Feyzioğlu, iktidarın eleştirilerine ve kendisinin şov yaptığı açıklamalarına yönelik olarak, “Eğer böyle olsaydı sadece bir kesimin, birinin hoşuna gidecek cümleleri sarf eder ve tüm yurttaşlarımız için adil yargılama istiyoruz diyoruz ve üstüne basa basa konuşmazdık. Elbette bir öneri hazırladık, elbette bu önerimizi kamuoyuna anlatma görevimiz vardır. İktidar partisi sözcüsünü dinledim. Tamamen yanlış anlamaya dayalı bir takım ifadeler sarf edildi. Kırıcı ifadelerdir. Türkiye’de siyaset olmaması gerektiği şekilde sert bir üslupla yürümekte. Bizim üslubumuz sert değil, bizim üslubumuz yapıcı ama hiçbir zaman söylememiz gerekeni sakınmadan, saygılı bir üslupla konuşuyoruz. Açıklamaları yadırgadık” şeklinde konuştu.

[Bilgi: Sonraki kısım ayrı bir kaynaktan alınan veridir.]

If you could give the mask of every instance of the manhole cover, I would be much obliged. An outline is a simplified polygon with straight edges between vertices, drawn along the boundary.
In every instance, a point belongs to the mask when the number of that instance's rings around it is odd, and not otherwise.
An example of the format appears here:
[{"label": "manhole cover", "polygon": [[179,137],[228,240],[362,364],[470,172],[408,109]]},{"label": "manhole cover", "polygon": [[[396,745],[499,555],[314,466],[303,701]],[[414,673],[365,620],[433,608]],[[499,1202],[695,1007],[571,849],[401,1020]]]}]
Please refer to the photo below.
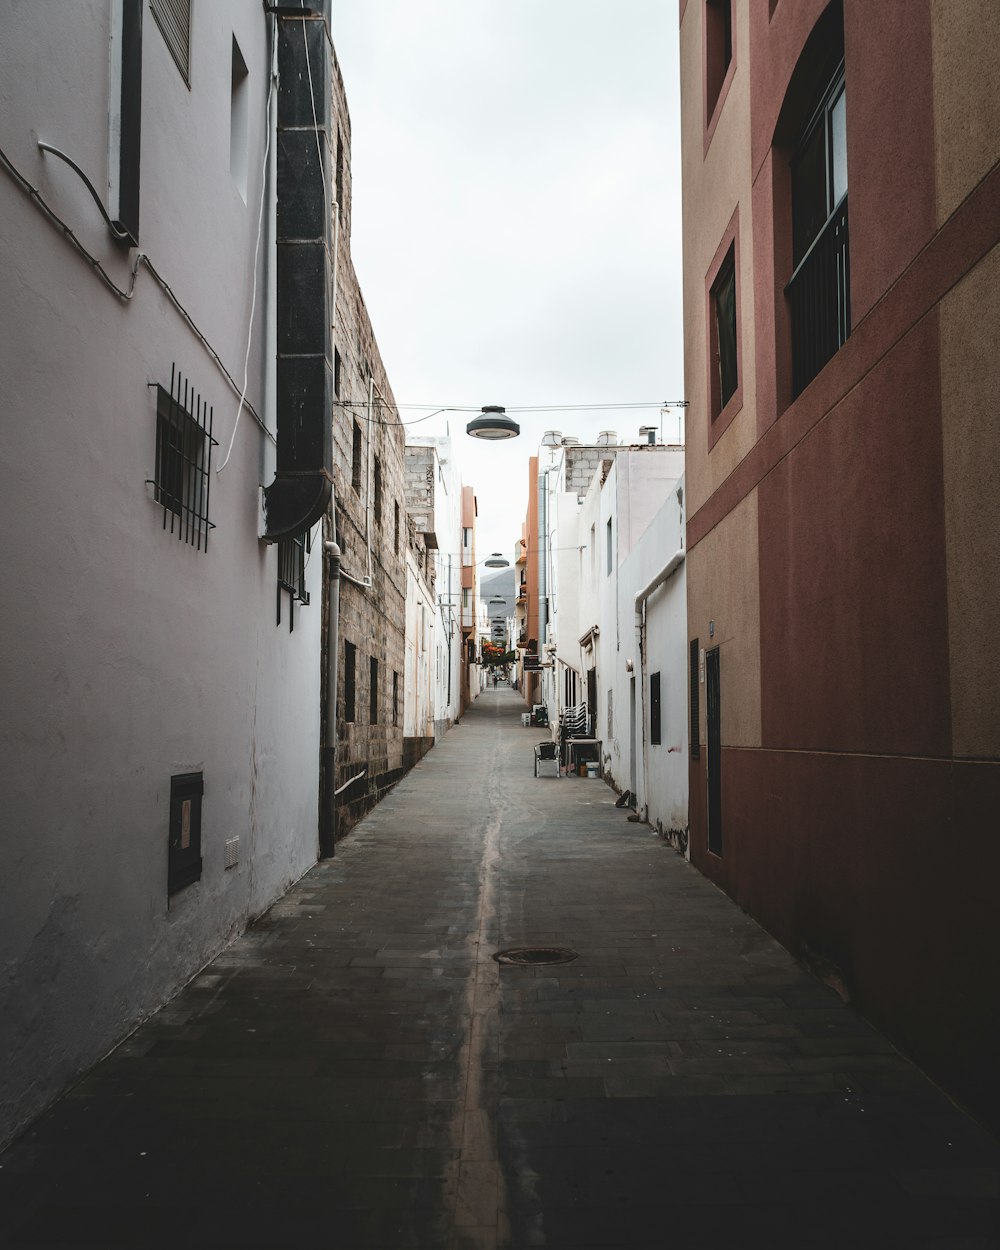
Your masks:
[{"label": "manhole cover", "polygon": [[576,957],[576,951],[571,951],[566,946],[513,946],[507,951],[497,951],[493,956],[498,964],[513,964],[517,968],[537,968],[540,964],[569,964]]}]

Yolsuzluk soruşturmasının gölgelendiği yönündeki eleştirilere yönelik olarak Feyzioğlu, üzerlerine düşeni yapan bir kurum olduklarını ifade ederek, “Bu soruşturmayı gündemden düşürmeme görevi bizim olduğu kadar tüm sivil toplum örgütlerinindir. Bu husus siyasi partilerindir. Yargının bir siyasi hesaplaşma arenasına döndürülmesini, siyasetin merkezinde tutulmasını istemiyoruz” diye konuştu.

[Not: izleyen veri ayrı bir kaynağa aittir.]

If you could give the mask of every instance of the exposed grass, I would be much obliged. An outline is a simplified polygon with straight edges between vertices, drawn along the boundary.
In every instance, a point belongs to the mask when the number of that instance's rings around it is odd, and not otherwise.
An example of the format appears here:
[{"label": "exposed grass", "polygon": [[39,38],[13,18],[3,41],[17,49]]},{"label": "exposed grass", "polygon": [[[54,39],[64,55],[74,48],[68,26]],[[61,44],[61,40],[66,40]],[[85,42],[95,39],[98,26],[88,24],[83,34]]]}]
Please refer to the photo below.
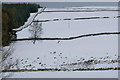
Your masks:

Feyzioğlu şunları kaydetti:
“Türkiye’nin gündeminde yolsuzluk soruşturması olduğu kadar daimi gündeminde hukuk devletinin tesis edilmesi, yargıya güvenin yeniden sağlanması, demokrasinin korunması da vardır. Dolayısıyla Türkiye Barolar Birliği Başkanını hedef alan bir takım açıklamalar Türkiye’nin gündemini değiştirmeye yöneliktir veya bu sonucu doğurmaya elverişlidir. O yüzden bizi hedef almaktan vazgeçerlerse, sanıyorum Türkiye’nin gerçek gündemi konusunda yapıcı, üretici çalışmalar gerçekleştirilir.”
Feyzioğlu, MHP Genel Başkanı Bahçeli’nin önerilerine yönelik yanlış bilgilendirilerek açıklama yaptığını belirterek, “Eğer randevuyu iptal etmeselerdi, kendilerine ayrıntılı şekilde doğru bilgilendirme yapma imkanı bulacaktık. Bizim önerimizin hiçbir yerinde asla af yoktur, af anlamına gelecek veya fiili af sonucu doğuracak hiçbir düzenleme önerisinde bulunmadık” şeklinde konuştu.

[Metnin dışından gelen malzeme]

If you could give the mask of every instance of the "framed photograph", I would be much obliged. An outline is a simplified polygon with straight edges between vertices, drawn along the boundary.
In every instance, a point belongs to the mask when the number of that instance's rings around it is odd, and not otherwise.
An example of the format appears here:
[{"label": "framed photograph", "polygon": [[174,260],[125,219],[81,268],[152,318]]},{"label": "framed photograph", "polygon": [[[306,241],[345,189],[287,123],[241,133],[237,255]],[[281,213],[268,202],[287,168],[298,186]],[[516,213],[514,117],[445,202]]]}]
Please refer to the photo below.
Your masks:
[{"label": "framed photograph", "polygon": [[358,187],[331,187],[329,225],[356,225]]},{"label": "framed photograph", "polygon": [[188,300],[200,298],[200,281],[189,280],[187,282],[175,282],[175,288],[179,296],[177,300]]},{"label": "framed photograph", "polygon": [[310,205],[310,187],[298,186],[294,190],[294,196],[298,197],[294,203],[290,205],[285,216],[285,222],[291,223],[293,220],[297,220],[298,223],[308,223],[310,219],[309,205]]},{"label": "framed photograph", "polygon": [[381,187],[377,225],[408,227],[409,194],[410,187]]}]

Temmuz 2012 tarihini milat olarak kabul ettiklerini söyleyen Feyzioğlu, “Temmuz 2012’de bu parlamento özel yetkili mahkemeleri anti demokratik olduğu gerekçesiyle kaldırılması yönünde kanun çıkardı. Temmuz 2012’de çıkarılan kanuna geçici 2. madde ilave edilmiş olmasaydı, bugün konuştuğumuz birçok yargılama, konuşmadığımız yurttaşların ocağına zarar vermiş pek çok yargılama adil bir şekilde yapılabilecekti. Irkçı bir terör örgütü olan PKK’nın elebaşının affıyla ilişkilendirmek son derece yanlıştır. Bizim bu konudaki tavrımız bellidir, Anayasa’nın ilk 3 maddesine bağlılığımız sarsılmazdır. 14 sene önce yargılanmış, yargılanma sonucu kesinleşmiş, sadece iç hukuk yolları değil, Avrupa İnsan Hakları Mahkemesi yolu da denenerek bitmiş olan bir yargılamaya ilişkin yeniden yargılama ihtimalini gündeme getirecek bir önerimiz yoktur” ifadelerini kullandı.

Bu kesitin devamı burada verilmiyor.